Groningen is an autonomic computer scientist designed to optimize Java JVM settings such as garbage collection through iterative experimentation guided by a generational genetic algorithm. Through iterative modification and monitoring of Java programs we are able to tune a service without human intervention to find near optimal JVM garbage collector settings.

Results are published to a console that the a service owner can use to determine best settings to feed into their release process as updates to the current production defaults. In this way, users can re-tune their service each release as aspects influencing Java GC performance change such as traffic patterns or volume and differences in machine performance as well as changes in the service's code base.

The general strategy is to iteratively experiment on the Java service running by mutating a bank of canary tasks within a production job to evolve optimized configurations autonomically by employing a generational genetic algorithm. Groningen continues to iterate through subsequent generations of experiments until near optimal settings are found. The best settings are displayed to the user as experiments complete.

Background

Java garbage collection (GC) is time consuming to fine tune. It is challenging to initially setup the JVM properly and requires iteration of creating a JVM parameter set, monitoring the application under load, reviewing the GC stats and then doing it again until it "all performs well enough".

The most important aspect of tuning the JVM GC settings revolves around the amount of time the application is paused. When the application is paused, it cannot perform useful work. Ideally the pause time is zero, however in any real application it can never be zero. Therefore, we want to tune the GC so that the pause time to minimize latency and maximize throughput.

Researchers have prolifically created guidelines and various forms of JVM GC tuning techniques and tools. Cloud application providers have tailored these to their massive scale and low latency requirements. At this point in time, tuning a cloud service developed on Java is an "art" and takes time and patience of the application developers to iterate through the process. There is not a single solution or process to follow to tune every type of service in every environment. It takes trial and error guided by a good understanding of how the service works and behaves.

Developers have created the tools to assist developers in gathering the statistics required for properly tuning the Java GC. This type of tool often has drawbacks in that it requires applications to be run with certain settings that are not enabled by default and when running in this configuration the applications along with the supporting infrastructure are more heavily loaded.

The Java virtual machine can be configured to dump garbage collection information into logs appearing on STDOUT or a file. The GC logs are by far the most detailed set of information available on how the GC performed within a realworld Java application.

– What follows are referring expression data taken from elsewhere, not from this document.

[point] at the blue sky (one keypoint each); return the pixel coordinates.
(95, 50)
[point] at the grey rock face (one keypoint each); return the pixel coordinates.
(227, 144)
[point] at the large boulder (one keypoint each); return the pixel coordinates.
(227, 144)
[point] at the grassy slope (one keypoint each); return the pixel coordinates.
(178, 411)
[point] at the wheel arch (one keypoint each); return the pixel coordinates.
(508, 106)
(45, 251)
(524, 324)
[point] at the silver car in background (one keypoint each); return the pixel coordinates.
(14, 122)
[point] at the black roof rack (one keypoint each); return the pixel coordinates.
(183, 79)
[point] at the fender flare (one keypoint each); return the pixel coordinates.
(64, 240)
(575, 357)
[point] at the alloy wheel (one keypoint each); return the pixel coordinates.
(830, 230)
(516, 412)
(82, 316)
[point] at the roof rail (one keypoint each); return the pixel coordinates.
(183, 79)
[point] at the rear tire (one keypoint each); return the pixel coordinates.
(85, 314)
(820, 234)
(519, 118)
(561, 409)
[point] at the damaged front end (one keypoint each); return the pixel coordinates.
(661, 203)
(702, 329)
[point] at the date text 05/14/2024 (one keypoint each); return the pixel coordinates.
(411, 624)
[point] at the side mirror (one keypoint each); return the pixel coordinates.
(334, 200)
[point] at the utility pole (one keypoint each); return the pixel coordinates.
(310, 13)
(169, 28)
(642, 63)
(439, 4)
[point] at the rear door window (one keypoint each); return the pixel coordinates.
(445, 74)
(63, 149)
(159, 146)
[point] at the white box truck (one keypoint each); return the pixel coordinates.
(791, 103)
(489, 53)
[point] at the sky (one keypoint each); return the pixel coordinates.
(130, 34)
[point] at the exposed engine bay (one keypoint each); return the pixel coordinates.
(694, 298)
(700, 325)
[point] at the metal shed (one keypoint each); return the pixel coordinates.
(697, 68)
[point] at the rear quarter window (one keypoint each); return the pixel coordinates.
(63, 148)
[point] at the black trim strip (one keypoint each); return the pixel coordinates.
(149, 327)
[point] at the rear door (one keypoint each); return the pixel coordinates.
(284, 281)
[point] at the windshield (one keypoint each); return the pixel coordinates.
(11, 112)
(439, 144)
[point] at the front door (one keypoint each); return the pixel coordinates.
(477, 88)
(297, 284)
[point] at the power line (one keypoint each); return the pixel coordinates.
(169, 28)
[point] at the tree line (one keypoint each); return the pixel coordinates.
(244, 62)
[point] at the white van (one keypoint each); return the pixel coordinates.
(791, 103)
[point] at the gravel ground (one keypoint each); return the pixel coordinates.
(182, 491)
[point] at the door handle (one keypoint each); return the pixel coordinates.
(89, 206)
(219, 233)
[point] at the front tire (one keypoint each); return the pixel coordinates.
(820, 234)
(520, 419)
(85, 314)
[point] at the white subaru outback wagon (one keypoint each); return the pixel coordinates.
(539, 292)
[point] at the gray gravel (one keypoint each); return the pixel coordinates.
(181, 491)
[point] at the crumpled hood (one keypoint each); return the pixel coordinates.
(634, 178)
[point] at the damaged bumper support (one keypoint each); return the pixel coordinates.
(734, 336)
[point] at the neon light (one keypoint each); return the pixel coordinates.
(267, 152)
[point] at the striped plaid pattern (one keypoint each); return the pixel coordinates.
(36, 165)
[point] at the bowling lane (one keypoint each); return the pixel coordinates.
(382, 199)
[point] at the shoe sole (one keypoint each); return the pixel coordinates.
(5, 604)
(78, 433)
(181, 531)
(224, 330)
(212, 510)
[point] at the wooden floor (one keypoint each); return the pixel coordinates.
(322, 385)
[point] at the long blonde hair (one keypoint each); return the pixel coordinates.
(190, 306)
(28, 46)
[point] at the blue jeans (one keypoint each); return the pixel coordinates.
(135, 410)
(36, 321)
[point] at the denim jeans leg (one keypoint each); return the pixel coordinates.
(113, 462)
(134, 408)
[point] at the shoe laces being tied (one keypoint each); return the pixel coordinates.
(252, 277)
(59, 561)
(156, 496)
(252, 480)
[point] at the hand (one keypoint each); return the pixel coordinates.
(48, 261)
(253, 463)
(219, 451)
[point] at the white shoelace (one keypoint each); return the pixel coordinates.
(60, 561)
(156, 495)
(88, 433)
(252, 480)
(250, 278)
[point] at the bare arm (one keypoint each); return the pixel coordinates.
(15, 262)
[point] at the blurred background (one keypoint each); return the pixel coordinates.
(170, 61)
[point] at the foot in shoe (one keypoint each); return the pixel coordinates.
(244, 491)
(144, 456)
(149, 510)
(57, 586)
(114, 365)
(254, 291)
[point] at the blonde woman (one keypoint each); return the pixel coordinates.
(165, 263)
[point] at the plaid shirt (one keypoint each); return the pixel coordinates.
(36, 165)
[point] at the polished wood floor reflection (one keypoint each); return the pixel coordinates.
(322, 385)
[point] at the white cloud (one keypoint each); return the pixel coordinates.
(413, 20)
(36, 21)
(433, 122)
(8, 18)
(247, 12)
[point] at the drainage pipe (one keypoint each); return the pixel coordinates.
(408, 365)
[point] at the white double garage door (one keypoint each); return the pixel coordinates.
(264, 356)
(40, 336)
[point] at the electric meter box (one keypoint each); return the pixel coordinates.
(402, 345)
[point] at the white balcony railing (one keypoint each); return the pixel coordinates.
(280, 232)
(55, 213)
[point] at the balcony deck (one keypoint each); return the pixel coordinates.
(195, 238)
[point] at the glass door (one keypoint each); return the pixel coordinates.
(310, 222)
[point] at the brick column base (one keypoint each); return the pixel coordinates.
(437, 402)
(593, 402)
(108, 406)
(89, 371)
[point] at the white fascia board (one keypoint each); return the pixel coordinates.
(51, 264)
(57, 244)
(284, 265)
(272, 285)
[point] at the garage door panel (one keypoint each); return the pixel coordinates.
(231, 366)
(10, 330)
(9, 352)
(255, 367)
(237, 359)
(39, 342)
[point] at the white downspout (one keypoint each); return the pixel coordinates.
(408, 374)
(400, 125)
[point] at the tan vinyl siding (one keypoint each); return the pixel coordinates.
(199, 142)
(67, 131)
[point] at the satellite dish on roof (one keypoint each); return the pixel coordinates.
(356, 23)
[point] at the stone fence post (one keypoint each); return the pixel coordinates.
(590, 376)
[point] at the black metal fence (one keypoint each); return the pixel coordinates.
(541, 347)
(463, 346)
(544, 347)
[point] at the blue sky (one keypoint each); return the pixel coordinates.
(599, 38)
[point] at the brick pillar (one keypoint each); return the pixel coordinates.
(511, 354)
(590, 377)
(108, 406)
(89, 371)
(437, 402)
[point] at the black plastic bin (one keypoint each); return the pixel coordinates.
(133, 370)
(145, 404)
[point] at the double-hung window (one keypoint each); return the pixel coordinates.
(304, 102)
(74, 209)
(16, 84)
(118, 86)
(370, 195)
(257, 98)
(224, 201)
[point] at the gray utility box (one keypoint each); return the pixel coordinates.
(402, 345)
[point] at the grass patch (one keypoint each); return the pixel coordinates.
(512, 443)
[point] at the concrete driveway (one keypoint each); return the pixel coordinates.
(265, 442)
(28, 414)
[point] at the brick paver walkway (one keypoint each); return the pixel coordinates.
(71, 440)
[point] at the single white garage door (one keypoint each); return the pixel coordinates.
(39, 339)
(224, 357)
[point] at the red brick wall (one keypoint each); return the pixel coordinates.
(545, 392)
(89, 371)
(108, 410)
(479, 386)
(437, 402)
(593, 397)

We note that an application's code base, JDK and supporting libraries change over time. Workload, performance profile and even the relative performance of various infrastructure components change as well. All of these changes require that from time to time, people must take the time to re-tune their Java garbage collection settings or else suffer the consequences of a poorly running service and/or wasted resources.

IBM popularized the concept of autonomic computing. The central premise of which is, "creating a new capacity where important computing operations can run without the need for human intervention". IBM correctly argues that as computing scale grows much faster than human scale, it only follows that computers will have to look after themselves - or else.

Evolutionary algorithms (EAs) are inspired by the biological model of evolution and natural selection first proposed by Charles Darwin in 1859. In the natural world, evolution helps species adapt to their environments. Environmental factors that influence the survival prospects of an organism include climate, availability of food and the dangers of predators.Evolutionary algorithms are based on a simplified model of this biological evolution. To solve a particular problem we create an environment in which potential solutions can evolve. The environment is shaped by the parameters of the problem and encourages the evolution of good solutions. The most common type of evolutionary algorithm is the generational genetic algorithm.

The Watchmaker Framework is an extensible, high-performance, object-oriented framework for implementing platform-independent evolutionary/genetic algorithms in Java. The framework provides type-safe evolution for arbitrary types via a non-invasive API. The Watchmaker Framework is Open Source software, free to download and use subject to the terms of the Apache Software Licence, Version 2.0.

Overview

Groningen is a Java based application design for tuning Java JVM garbage collector autonomically. The intention is to remove the time consuming human component of iteratively "exploring" the best JVM settings, so that tuning is performed more evenly across all services and more frequently to keep up with dynamic performance profiles throughout the cloud. You give Groningen a search space that defines all possible JVM settings to experiment with and it will automatically search that space for you to find the best performing sets. This is a tool intended to tune applications on an on-going basis. It does not run by itself, finding and fixing problems. It is designed to be "pointed at" an application and left to its own devices. Groningen will work on the problem without human interaction and eventually inform its human operator via the groningenz console of near optimal settings that are likely to improve application performance. In this way, it is a labor saving device.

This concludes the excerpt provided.